6. Error Handling Philosophy

  • Domain Errors: These are expected business-level errors or alternative outcomes. They are represented within the structure of the simulated type (e.g., Either.Left, Maybe.Nothing, Try.Failure, a failed CompletableFuture, potentially a specific result type within IO). These are handled using the type's specific methods or MonadError capabilities (handleErrorWith, recover, fold, orElse, etc.) after successfully unwrapping the Kind.

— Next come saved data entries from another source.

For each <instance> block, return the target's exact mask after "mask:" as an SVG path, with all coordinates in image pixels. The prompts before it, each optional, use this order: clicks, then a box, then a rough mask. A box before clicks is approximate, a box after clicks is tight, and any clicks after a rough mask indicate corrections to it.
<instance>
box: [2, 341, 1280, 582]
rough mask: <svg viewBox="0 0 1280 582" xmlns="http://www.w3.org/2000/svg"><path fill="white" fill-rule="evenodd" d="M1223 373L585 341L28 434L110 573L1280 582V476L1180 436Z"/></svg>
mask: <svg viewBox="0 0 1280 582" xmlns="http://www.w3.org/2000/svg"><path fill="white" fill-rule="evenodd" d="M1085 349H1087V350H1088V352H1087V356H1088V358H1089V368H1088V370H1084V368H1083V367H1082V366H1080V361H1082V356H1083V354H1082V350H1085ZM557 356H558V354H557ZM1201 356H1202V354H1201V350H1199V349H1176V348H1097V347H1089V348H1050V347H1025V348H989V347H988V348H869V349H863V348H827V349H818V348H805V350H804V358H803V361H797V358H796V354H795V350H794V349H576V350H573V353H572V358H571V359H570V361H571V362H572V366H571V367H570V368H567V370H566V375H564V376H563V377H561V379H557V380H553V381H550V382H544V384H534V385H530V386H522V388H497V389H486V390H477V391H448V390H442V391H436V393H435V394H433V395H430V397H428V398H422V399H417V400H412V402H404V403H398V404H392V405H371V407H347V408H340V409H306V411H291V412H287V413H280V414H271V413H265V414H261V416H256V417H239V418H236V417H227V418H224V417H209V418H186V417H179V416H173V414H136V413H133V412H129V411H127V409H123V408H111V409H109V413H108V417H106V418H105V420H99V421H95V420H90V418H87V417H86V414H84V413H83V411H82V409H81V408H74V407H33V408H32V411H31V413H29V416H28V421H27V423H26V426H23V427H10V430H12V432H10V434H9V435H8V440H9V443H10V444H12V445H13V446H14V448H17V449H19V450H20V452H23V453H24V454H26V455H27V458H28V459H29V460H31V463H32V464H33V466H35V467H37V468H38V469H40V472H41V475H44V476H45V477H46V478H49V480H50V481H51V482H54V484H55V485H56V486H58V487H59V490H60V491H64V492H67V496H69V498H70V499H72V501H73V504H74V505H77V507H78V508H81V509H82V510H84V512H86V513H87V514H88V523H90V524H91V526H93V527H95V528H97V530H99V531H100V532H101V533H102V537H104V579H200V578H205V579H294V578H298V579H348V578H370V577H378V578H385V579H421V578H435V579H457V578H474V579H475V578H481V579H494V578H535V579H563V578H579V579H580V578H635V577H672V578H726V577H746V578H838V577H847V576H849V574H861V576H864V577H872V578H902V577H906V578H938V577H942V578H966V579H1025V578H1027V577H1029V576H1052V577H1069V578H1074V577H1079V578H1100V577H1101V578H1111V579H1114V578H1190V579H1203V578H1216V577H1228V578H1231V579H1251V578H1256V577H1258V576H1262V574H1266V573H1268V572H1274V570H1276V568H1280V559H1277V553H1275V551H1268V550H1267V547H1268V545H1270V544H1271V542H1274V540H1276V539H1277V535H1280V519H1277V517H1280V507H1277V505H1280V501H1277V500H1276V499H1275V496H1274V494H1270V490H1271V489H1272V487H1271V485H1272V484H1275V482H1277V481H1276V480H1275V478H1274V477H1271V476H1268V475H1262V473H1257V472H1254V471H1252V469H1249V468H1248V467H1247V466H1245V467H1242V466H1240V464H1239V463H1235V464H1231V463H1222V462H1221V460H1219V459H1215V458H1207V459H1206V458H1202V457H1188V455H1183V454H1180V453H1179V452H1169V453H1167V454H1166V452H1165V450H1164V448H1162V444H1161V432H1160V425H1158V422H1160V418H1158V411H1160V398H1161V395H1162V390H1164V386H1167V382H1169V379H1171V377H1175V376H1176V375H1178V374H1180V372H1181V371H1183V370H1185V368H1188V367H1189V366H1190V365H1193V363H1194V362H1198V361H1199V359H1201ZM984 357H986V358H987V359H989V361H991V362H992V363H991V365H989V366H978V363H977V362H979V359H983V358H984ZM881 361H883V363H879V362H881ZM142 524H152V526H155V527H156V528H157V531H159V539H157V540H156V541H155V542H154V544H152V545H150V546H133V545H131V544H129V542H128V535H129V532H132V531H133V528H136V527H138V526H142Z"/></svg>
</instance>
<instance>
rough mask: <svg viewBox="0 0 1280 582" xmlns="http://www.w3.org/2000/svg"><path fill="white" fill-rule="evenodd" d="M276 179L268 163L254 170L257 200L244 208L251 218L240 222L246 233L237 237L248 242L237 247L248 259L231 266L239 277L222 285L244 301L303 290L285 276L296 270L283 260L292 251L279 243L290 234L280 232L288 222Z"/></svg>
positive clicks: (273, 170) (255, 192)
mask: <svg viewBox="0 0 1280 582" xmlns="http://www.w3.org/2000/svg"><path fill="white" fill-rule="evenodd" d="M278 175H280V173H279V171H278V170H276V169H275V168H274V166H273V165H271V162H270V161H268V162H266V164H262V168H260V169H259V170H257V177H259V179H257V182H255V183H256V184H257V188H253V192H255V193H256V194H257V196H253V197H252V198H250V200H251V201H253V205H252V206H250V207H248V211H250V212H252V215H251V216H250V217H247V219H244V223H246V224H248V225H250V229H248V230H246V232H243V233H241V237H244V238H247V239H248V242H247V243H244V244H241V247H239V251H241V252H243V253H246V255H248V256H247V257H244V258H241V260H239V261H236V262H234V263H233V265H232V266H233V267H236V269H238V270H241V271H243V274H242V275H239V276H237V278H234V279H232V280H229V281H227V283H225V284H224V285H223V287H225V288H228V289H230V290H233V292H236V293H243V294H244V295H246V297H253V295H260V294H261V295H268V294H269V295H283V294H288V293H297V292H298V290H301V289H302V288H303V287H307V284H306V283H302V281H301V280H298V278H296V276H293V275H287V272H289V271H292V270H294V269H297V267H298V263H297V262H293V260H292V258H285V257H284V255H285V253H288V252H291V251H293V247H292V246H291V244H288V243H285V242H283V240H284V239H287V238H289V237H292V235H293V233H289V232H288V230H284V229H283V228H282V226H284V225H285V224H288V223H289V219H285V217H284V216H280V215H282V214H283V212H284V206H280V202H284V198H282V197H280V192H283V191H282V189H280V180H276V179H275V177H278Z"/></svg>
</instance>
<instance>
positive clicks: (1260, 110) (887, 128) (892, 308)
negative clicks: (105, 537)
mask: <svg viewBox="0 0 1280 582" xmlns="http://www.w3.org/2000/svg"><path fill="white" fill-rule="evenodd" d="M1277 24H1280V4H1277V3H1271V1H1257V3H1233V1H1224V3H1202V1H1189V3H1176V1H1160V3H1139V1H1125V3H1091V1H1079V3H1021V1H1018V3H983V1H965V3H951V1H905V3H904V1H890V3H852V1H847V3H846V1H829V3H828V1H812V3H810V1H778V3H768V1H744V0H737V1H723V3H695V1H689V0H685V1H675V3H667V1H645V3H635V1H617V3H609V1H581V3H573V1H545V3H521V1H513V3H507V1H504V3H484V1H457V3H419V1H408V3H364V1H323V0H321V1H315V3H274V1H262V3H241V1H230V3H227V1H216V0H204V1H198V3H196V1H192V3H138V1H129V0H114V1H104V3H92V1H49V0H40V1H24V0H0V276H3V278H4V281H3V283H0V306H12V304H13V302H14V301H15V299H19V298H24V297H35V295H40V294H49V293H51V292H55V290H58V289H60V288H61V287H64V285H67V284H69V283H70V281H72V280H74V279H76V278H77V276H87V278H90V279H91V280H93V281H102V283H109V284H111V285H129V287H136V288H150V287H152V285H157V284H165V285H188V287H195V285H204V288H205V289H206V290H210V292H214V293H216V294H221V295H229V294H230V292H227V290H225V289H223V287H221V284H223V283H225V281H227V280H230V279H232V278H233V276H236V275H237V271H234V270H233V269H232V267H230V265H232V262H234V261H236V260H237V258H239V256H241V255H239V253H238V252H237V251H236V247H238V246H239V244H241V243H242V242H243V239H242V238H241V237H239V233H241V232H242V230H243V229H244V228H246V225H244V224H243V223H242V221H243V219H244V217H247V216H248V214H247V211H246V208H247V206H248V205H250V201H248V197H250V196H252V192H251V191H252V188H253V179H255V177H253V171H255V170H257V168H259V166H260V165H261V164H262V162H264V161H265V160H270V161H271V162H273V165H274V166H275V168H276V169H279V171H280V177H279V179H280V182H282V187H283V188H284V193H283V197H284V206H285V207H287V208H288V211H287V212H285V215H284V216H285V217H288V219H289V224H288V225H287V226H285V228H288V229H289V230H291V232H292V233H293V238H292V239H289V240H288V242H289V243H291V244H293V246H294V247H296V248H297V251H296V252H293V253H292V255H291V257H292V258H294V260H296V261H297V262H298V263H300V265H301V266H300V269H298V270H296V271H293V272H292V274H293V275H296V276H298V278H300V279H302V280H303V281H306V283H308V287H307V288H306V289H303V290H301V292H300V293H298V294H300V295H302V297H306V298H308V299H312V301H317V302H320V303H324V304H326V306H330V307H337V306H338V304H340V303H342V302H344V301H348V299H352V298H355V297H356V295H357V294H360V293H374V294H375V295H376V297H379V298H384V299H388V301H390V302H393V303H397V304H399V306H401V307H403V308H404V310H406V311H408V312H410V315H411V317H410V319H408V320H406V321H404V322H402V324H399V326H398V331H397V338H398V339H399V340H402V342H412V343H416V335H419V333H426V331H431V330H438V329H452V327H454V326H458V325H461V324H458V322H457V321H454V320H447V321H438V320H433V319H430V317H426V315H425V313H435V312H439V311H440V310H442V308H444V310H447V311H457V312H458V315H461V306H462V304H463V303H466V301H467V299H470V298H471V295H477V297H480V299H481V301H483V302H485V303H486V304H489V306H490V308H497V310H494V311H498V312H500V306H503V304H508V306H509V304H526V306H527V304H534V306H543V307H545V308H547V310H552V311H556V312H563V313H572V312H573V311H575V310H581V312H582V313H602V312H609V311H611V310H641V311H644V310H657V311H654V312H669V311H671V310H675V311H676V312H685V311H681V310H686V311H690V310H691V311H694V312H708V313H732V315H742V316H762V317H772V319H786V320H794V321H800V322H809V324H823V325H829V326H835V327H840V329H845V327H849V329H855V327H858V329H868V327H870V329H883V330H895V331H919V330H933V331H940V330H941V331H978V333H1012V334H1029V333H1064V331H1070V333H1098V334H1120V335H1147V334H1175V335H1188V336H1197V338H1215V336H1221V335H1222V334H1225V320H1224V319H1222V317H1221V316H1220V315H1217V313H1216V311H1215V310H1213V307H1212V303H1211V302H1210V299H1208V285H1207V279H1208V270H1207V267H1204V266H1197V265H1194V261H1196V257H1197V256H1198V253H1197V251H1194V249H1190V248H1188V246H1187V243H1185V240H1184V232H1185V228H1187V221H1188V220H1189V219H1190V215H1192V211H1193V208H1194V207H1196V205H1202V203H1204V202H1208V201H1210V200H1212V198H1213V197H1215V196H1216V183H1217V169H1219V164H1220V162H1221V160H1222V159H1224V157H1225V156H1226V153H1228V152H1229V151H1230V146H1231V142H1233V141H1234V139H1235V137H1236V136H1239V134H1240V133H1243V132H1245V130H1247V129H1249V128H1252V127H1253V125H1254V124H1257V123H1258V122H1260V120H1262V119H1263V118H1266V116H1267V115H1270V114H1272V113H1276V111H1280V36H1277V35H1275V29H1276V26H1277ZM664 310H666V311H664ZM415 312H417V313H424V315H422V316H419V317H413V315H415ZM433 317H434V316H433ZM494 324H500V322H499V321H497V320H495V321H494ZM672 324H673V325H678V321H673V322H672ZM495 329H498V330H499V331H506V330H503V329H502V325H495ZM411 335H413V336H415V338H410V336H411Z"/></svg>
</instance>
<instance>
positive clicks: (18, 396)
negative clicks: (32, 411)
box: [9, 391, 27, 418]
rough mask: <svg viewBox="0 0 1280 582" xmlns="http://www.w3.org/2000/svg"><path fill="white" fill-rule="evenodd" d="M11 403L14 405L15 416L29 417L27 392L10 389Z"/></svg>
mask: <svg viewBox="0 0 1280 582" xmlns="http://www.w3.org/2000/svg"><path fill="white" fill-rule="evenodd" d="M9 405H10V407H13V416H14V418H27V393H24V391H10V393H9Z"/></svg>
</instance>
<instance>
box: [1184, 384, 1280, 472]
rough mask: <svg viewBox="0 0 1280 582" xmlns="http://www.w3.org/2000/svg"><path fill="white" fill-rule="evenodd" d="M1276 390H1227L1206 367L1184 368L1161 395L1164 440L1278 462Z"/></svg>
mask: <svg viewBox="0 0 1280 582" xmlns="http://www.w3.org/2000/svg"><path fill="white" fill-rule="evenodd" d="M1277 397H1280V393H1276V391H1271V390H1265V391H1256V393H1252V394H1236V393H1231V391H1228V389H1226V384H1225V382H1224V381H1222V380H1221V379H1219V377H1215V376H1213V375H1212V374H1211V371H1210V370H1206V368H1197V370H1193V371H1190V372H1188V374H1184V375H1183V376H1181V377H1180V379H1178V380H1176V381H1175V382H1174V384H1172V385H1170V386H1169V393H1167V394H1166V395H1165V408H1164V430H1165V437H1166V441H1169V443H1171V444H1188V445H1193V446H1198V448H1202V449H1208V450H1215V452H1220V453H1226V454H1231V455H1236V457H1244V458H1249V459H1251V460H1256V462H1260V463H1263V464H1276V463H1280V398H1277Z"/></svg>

  • Simulation Errors (KindUnwrapException): These indicate a problem with the HKT simulation itself – usually a programming error. Examples include passing null to unwrap, passing a ListKind to OptionalKindHelper.unwrap, or (if it were possible) having a Holder record contain a null reference to the underlying Java object it's supposed to hold. These are signalled by throwing the unchecked KindUnwrapException from unwrap methods to clearly distinguish infrastructure issues from domain errors. You typically shouldn't need to catch KindUnwrapException unless debugging the simulation usage itself.